Machete (2010)
Machete (2010)
Oder: Kreatives Blutvergiessen
Ein mexikanischer Ex-Cop (Danny Trejo), dessen Vorliebe für scharfe Messer ihm den Übernamen "Machete" eingebracht hat, hat in einem Einsatz gegen Drogenboss Torrez (Steven Seagal) alles verloren: seine Frau, seinen Job, seine Freiheit. Auf der Flucht vor Torrez verschlägt es ihn nach Texas, wo er sich ohne Papiere als Taglöhner herumtreibt.
Eines Tages erhält er vom Geschäftsmann Booth (Jeff Fahey) 150'000 Dollar angeboten, um den Senator McLaughlin (Robert De Niro) umzulegen, der im Wahlkampf mit üblen Parolen gegen die illegalen Einwanderer jenseits der südlichen Grenze hetzt.
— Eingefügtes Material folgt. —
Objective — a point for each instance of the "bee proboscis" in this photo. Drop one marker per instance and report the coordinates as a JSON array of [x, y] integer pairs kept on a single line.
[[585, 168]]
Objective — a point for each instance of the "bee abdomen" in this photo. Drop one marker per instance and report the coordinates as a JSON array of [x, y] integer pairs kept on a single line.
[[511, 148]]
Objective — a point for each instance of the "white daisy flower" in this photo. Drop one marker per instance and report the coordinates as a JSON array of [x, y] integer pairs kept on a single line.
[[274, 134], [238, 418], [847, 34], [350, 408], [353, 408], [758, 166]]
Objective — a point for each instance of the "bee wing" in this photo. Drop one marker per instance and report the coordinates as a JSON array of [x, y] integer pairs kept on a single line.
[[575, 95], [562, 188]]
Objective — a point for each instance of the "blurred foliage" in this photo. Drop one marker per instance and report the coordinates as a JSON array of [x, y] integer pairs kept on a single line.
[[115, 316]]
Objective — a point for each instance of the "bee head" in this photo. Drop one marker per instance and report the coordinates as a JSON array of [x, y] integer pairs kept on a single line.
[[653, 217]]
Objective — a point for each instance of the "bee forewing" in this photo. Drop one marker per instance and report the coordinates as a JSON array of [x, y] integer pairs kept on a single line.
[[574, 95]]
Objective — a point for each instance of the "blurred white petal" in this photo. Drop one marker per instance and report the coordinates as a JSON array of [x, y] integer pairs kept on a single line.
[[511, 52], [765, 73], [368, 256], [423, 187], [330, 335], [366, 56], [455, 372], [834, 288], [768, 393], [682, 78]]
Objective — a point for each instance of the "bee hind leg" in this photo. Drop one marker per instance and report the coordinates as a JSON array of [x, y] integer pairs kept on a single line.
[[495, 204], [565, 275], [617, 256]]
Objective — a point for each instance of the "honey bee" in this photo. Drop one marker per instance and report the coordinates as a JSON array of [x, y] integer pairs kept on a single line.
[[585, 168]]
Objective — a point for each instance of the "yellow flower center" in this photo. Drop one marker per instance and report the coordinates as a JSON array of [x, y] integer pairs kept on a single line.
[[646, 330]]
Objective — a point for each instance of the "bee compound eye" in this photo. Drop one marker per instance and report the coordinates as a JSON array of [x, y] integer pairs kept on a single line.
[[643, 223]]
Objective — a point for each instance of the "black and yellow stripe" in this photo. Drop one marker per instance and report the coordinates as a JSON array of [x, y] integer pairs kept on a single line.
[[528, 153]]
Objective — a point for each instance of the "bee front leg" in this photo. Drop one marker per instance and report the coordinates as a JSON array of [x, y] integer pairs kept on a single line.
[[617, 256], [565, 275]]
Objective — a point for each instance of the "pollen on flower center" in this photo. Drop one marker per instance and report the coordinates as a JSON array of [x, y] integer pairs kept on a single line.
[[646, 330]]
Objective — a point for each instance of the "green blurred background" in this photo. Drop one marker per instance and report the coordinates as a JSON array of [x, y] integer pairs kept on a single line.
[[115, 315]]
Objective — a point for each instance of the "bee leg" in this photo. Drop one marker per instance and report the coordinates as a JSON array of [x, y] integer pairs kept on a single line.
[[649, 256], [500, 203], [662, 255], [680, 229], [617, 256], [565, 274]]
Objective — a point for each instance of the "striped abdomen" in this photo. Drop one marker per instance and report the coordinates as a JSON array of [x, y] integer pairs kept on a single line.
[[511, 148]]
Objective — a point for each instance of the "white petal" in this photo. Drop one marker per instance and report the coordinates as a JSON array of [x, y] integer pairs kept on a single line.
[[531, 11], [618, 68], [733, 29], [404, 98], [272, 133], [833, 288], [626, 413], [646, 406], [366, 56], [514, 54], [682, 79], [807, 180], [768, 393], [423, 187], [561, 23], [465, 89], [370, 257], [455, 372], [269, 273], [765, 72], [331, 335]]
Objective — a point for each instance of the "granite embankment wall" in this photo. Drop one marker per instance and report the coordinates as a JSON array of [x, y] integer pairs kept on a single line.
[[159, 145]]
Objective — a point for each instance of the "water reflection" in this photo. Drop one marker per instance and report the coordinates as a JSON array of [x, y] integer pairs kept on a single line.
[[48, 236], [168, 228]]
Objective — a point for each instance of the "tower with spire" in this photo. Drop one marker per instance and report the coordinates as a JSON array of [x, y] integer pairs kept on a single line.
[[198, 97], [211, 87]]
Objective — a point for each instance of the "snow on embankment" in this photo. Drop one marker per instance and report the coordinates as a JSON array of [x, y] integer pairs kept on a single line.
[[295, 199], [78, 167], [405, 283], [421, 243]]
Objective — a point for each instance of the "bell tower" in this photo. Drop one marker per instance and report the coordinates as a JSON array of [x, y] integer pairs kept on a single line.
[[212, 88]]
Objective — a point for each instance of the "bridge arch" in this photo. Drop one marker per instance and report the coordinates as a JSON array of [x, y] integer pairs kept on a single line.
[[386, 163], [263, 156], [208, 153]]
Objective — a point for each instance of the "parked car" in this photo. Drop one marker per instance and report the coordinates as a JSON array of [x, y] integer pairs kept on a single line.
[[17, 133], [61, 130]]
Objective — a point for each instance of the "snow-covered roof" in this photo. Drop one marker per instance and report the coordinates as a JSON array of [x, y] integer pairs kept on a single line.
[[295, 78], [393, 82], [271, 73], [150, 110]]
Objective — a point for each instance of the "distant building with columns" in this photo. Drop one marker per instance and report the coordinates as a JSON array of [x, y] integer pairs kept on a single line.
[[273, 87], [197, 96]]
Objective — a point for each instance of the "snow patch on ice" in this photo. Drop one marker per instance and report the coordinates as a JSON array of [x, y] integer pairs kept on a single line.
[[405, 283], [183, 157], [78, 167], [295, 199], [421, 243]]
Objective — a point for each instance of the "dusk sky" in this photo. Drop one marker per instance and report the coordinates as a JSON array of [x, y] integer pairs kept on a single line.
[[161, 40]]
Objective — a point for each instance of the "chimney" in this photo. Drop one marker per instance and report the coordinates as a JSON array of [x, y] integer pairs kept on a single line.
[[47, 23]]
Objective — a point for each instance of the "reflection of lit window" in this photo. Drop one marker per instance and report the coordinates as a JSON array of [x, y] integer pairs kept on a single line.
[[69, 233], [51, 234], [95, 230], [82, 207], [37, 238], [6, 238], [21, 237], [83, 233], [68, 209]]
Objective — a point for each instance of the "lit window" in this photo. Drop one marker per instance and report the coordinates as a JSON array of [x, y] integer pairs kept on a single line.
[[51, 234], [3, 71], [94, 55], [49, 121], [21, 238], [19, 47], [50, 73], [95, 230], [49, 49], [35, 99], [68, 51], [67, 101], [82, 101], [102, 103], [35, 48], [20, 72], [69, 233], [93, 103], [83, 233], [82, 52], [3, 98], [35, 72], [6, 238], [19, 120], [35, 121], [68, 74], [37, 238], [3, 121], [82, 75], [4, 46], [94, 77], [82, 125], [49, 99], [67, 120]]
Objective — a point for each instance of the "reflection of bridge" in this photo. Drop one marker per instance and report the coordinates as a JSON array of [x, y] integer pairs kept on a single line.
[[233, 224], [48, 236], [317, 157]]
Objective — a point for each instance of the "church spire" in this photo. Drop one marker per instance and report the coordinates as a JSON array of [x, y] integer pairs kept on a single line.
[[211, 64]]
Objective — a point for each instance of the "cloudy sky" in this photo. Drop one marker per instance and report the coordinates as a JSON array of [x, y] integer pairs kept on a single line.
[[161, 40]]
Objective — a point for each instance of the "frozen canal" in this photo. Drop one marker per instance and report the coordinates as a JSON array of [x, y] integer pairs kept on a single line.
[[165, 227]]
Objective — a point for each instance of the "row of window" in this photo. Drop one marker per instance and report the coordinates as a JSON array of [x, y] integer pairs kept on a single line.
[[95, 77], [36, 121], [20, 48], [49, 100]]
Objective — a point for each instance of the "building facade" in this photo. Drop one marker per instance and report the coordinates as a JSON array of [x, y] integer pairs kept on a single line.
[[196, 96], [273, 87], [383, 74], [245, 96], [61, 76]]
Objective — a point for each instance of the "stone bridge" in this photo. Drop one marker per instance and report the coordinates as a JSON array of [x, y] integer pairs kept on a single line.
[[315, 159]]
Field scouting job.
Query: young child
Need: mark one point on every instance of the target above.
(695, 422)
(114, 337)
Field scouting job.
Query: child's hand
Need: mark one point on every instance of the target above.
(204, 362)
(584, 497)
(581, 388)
Machete nimmt den Auftrag an - doch bis er merkt, dass er dabei in eine Falle geraten ist, ist sein vierschrötiger Körper schon um einige Wunden reicher. So leicht totzukriegen ist er jedoch nicht - zumal er Unterstützung erhält von zwei heissen Fegern: der temperamentvollen Mexikanerin Luz (Michelle Rodriguez) und der toughen amerikanischen Polizistin Sartana (Jessica Alba)...
Kinofilm-Rating
Fans von Robert Rodriguez' Filmen ist Machete alias Danny Trejo bereits bekannt. Und zwar aus dem Fake-Trailer aus den Grindhouse-Filmen. Nun schiebt Rodriguez den entsprechenden Film nach, und es braucht nicht viel Fantasie, um sich auszumalen, wie dieser aussieht: ein zelebriertes Blutvergiessen in absichtlich schmierigem Retro-Look, mit Protagonisten so cool wie der Nordpol; das Ganze gespickt mit knackigen One-Linern wie "God forgives, I'don't". Die italienische Übersetzung dieses Spruches ist übrigens der Originaltitel der ersten Zusammenarbeit von Bud Spencer und Terrence Hill aus dem Jahr 1968 - im Gegensatz zu späteren Filmen eine durchaus ernste und ruppige Angelegenheit. Wobei wir wieder bei der in der Rodriguez-Tarantino-Welt überaus beliebten Anspielung auf Spaghetti-Western wären.
An der billigen Story herumzumäkeln, ist schwierig, denn: Billig ist schliesslich Programm! Jaja, wissen wir. Aber soo frisch ist diese Masche nun auch nicht mehr. Zudem lehnt sich Rodriguez gefährlich weit aus dem Fenster, wenn er mit seinem Film offenbar auch noch ehrenvolle Absichten verfolgt und auf die Schicksale illegaler mexikanischer Immigranten hinweist. Gesellschaftskritik im Kleid des Billigactionkrachers, der per definitionem ein schwarzweisses Weltbild erfordert - eine heikle Angelegenheit.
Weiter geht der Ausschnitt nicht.